Not enough can said about the value of a professional headshot, a picture of you from the shoulders up. In one sense your headshot is your brand logo. It separates you from others by immediately conveying the value you bring to customers, employers and those with whom you network. When many people look at sites such as LinkedIn they make a very rapid opinion on your seriousness as a business person. The lack of a head shot shouts "I'm just giving this a try" or “I have no idea how to use modern technology.”
Here are three more reasons you want to add a professional headshot to your toolbox:
Intentions. As just said, having a headshot shows you are serious about business. People that use their company’s logo resending a subliminal message that the company is more important than they are as an individual. Those who say the company logo here the message, "I'm here to sell". Successful networkers are looking for synergistic relationships, they are not looking to buy your products. When you realize that, business referrals from networking will soar.

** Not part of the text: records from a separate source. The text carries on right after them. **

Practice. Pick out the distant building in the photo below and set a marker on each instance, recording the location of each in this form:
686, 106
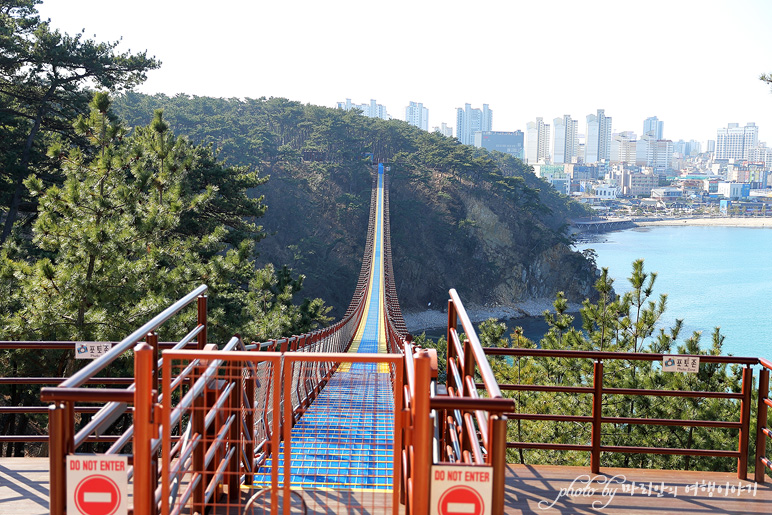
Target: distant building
657, 154
469, 121
566, 146
754, 174
507, 142
653, 127
666, 194
417, 115
606, 191
444, 130
556, 176
687, 148
537, 138
761, 154
735, 142
638, 184
623, 148
734, 190
371, 110
597, 146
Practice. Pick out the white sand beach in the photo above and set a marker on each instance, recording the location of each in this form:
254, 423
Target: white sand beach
717, 222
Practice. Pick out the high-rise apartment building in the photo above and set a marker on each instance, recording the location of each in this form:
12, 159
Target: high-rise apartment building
416, 114
566, 145
508, 142
654, 153
735, 142
623, 148
653, 127
597, 145
537, 136
444, 130
469, 121
371, 110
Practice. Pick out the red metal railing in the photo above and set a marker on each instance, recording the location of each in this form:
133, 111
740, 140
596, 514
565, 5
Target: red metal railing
597, 419
33, 435
763, 431
64, 441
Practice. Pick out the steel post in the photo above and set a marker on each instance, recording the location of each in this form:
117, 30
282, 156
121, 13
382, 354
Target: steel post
144, 402
761, 422
745, 422
597, 414
422, 438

Opinion Editorials. One of the best ways to set yourself up as an expert in your field is to get in the habit of writing editorials. Online sites, such as Ezine Articles, LinkedIn posts, and Article Blast, can get you high level visibility fast. At the same time do not under estimate the power of print media. If you have submitted an article through an online service you may get a call from the print media asking either to reprint it were to have a modified version for them to print. However before they will print it they must have a headshot of high quality readily available. Simply put, they will NOT publish an op-ed or opinion piece without one.
First Meetings. When you meet someone for the first time send them your headshot. People feel much more comfortable about meeting a stranger, albeit a professional, when they know what they look like. This major headshot must be a recent photo. What an embarrassment it would be if you were sitting at a Panera Bread waiting to meet new business contact when somebody walks up to you and ask if your son or daughter are there.